Trying to "hack" intent with the wrong code usually creates more confusion than advantage.

The performance question teams forget

The status code choice matters less than the redirect architecture around it. A perfect 301 is still bad if it creates:

  • a three-hop redirect chain
  • HTTP -> HTTPS -> non-www -> final path
  • inconsistent mobile and desktop behavior
  • stale internal links that keep calling old URLs

That is why redirect QA matters just as much as choosing the code itself. If you want a fast check, test the full redirect path here.

If you are cleaning up legacy infrastructure, you should also look for redirect chains and loops before launch.

What to use in UrlEdge

If you are using UrlEdge for marketing pages, site migrations, docs moves, or domain consolidation:

If you are redirecting API or form traffic and method preservation matters, document that clearly before rollout. The risk there is usually not SEO. It is breaking application behavior.

Common mistakes

Using 302 for a permanent move

This is the most common mistake on the web. It usually happens because a redirect was created in a hurry and never revisited.

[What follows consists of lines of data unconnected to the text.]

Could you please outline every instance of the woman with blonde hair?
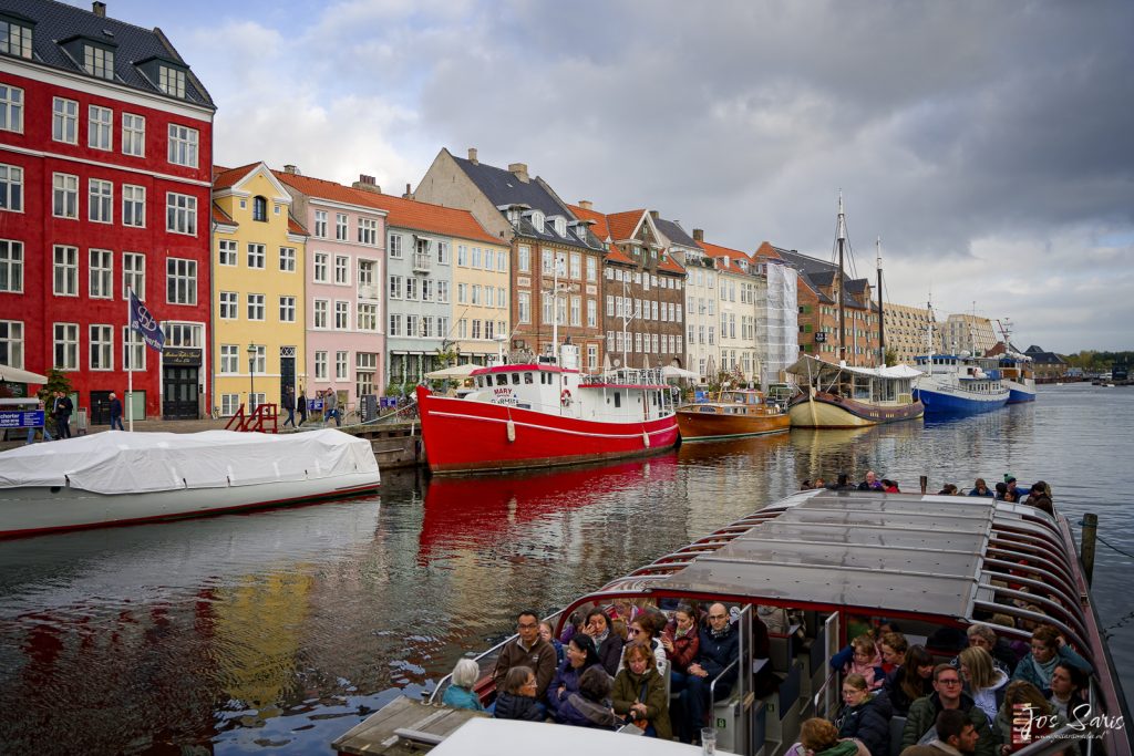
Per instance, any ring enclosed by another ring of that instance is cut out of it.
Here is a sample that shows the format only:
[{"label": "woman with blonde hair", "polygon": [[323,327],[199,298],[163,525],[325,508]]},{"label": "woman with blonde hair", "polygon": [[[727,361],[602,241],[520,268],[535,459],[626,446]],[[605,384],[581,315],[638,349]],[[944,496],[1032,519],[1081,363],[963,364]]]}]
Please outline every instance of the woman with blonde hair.
[{"label": "woman with blonde hair", "polygon": [[1008,674],[996,668],[992,654],[983,647],[970,646],[960,652],[960,678],[965,681],[973,703],[980,706],[989,722],[995,722],[1004,703]]}]

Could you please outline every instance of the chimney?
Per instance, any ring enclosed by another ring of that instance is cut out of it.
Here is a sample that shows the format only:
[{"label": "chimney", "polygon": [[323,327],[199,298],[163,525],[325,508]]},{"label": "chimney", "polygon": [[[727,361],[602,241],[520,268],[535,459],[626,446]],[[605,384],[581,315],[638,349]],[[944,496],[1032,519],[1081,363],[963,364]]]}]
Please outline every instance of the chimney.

Using 301 for a short-term campaign

If you know a redirect is temporary, keep it temporary. Otherwise your future rollback becomes harder and your intent becomes muddled.

Ignoring request method semantics

If the original request is not just a page load, 307 and 308 stop being edge cases.

Fixing the code but leaving chains in place

One clean redirect is better than several technically correct redirects stacked together.

FAQ

Is 308 better than 301 for SEO?

Not by default. For normal page migrations, 301 is still the most common and practical choice. Use 308 when method preservation is part of the requirement.

Is 307 just a newer 302?

Not exactly. The key difference is that 307 is stricter about preserving the original request method and body.

Can I use 302 for A/B testing?

Yes, temporary testing is one of the clearest use cases for 302 style routing, especially when you know the final destination can change.

What should I use for a blog migration?

Usually 301. Pair it with a redirect map, updated internal links, and validation for chains and broken paths.